А у меня только один. Жалею, что только одного родила. Если б была квартира…

— Так Вы не были замужем? – уточняю.

— Конечно, я холостячкой прожила. Встетился мне тут в Киеве красавец-мужчина. Голубоглазый!  На «Ленинской кузне» работал. Только ничего такого у нас не было…

(Я не поняла, что значит «ничего такого» — ничего, кроме общего ребенка? И аборта? Или «такое» — это свадьба и роспись? Но я не спросила. Мне почему-то показалось, что этого вопроса она не поймет.)

— Через 24 года — кагда я квартиру получила – он ко мне пришел жить, — добавила старушка.

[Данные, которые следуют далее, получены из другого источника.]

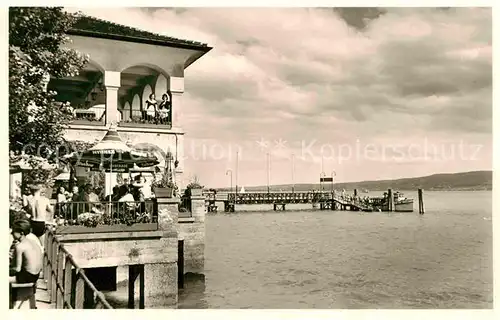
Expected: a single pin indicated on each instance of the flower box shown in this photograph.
(196, 192)
(164, 192)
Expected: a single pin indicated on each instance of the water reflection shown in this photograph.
(192, 296)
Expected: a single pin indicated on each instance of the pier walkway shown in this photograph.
(325, 199)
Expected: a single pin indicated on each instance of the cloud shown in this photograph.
(341, 74)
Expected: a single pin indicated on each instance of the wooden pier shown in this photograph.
(279, 200)
(324, 200)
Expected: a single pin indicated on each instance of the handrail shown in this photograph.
(58, 271)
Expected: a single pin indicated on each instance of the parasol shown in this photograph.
(112, 155)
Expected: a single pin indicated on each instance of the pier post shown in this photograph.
(391, 200)
(180, 264)
(132, 276)
(420, 201)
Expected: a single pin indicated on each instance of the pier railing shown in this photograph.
(66, 282)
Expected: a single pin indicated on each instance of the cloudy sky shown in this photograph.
(369, 93)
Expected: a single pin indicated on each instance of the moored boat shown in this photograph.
(402, 204)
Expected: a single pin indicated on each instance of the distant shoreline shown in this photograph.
(462, 181)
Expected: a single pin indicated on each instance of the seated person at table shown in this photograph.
(28, 256)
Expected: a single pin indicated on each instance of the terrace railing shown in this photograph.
(141, 118)
(67, 290)
(106, 216)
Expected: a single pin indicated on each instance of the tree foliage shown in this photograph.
(36, 50)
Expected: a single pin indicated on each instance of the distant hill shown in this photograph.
(470, 181)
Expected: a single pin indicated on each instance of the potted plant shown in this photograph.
(194, 188)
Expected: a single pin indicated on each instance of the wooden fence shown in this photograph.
(66, 282)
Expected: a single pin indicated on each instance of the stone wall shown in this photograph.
(156, 250)
(193, 234)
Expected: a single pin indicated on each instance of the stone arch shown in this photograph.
(135, 107)
(126, 111)
(149, 65)
(146, 91)
(161, 85)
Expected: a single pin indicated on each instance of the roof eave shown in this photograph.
(198, 47)
(197, 56)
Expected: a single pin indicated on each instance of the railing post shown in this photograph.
(59, 280)
(67, 280)
(53, 286)
(79, 292)
(48, 254)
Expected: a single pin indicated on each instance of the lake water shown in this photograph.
(341, 259)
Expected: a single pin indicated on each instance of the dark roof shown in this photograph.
(98, 28)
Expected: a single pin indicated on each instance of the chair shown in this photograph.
(19, 293)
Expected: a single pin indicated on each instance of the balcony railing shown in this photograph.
(140, 118)
(106, 216)
(92, 116)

(Где он  теперь? Умер ли рядом с ней или ушел до того? – мне было страшно любопытно, но я не спросила. Нет, я не боялась ее обидеть, просто как-то поняла, что для нее это уже неважно. По-настоящему важные детали она упоминала сама. )

—  А тот  начальник, что мне квартиру  не давал, а дал своей 19-летней – умер на ней, серце не  выдержало! Так его жена даже  хоронить отказалась.  Правда. Так ему и надо.

— Хорошенький  какой! –  кивнула она на моего сына, резко вынырнув из своих воспоминаний. – Жаль, что у меня только один ребеночек… был… — подытожила она и поковыляла прочь.

Эх, если бы не эти суконные боты – подумала я — идеальный персонаж для Кундеры. Женщина, которая точно знает, о чем жалеет, и которая способна пересказать всю свою жизнь, ни разу не упомянув слово «любовь».

Жалко, тут нет Кундеры. Ему бы понравилась  эта «невыносимая легкость» ее рассказа.